Glee star Darren Criss apologized to Caitlyn Jenner via Facebook on Friday, June 26, after the actor joked about her transition from male to female during a Broadway show this week.
One person attending the John Cameron Mitchell-written musical, Hedwig and the Angry Inch, disdainfully noted Criss' remark via Twitter. "Tonight, Darren Criss, as HEDWIG said, 'man, woman, moman, wan, Bruce Jenner, whatever you are,'" the tweeter Marc Lacognata wrote. "And it was very distasteful."
The context of the line, however, was part of the musical. In Hedwig, the lead describes her perfume line to the audience, and says it's for everyone — whether you're a "man, woman, moman, wan."
While Criss' comments were made in character (with some improv), the 28-year-old star was soon accused of transphobia by some people across the Internet. This prompted the star — who plays a punk trans character in Hedwig — to address the incident on Friday.
"I want to sincerely apologize to Caitlyn Jenner, all transgender people, and anyone who was offended for my words on stage during Tuesday evening's performance," the star wrote to his 1 million-plus followers on Facebook. "In no way do the remarks reflect my personal belief system or my support for transgender people. However, I do realize the severity of the comment and the weight that words can carry and for that, I take full responsibility."

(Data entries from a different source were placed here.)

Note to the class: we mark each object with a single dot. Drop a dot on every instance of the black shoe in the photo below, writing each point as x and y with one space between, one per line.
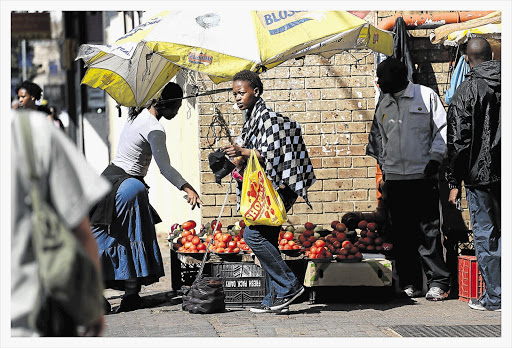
106 306
285 301
130 303
261 308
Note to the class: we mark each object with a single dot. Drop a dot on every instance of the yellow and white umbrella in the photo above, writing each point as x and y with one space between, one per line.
455 34
219 43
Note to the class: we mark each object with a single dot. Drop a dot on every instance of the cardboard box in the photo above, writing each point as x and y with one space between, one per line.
368 272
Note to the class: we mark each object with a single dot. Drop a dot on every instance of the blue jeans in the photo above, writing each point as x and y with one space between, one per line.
485 210
129 250
281 282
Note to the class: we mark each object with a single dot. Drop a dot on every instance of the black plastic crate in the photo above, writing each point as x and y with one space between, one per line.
183 273
243 282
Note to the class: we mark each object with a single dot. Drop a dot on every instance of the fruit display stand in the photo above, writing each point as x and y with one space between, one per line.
184 268
374 272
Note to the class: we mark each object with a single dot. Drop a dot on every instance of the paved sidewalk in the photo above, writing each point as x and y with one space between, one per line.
342 319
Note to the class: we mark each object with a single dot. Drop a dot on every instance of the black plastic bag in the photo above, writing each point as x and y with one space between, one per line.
220 165
206 295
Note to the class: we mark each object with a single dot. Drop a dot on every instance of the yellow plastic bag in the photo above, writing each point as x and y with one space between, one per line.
260 203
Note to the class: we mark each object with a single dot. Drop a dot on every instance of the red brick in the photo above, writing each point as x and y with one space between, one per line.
352 173
336 93
320 128
321 105
331 173
351 104
309 94
320 82
336 116
353 195
365 206
339 184
332 70
336 162
306 71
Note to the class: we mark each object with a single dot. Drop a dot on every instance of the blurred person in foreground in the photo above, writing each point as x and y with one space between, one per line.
68 185
474 156
279 146
124 222
412 125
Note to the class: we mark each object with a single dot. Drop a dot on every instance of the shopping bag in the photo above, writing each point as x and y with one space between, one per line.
260 203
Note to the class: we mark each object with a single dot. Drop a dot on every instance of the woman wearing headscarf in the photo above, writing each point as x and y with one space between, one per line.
124 222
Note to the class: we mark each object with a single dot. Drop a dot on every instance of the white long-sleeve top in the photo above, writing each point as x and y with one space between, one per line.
413 129
142 139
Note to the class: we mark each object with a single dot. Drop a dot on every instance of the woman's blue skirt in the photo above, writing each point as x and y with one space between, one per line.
130 249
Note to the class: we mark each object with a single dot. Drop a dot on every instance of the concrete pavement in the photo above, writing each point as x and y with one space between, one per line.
334 319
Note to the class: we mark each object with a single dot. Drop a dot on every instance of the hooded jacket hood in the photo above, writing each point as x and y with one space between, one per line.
489 71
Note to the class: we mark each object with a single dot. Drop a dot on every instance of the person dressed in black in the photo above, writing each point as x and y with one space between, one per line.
412 127
474 156
28 94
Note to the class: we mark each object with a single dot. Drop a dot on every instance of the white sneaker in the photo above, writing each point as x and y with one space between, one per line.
411 291
475 304
261 308
436 294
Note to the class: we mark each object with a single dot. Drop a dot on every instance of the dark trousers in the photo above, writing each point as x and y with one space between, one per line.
485 210
415 231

Criss expressed his direct support for the former Olympian, in her decision to transition from male to female. "I commend Caitlyn on her strength and for spreading acceptance around the globe," the actor continued. "I have been and remain a proud and unwavering ally of the LGBTQIA community, and will continue to walk alongside my friends on the road to full equality and acceptance."
Indeed, Criss has publicly been a staunch supporter of the LGBT community for years. The star — who identifies as straight — skyrocketed to the spotlight in Fox's Glee, after portraying Chris Colfer's love interest Blaine. In February 2011, Criss told Out magazine: "I think it's more empowering to everybody, including myself, if I'm articulate about identifying myself as a straight male playing a gay character. Ultimately, that's more powerful for both communities."
"The real cool thing is I was inadvertently raised by the gay community," the San Francisco native continued. "I was staying out much later than most kids after shows, going to restaurants… I was friends with older guys—they were who I looked up to. It wasn't until later that I put together that they were gay."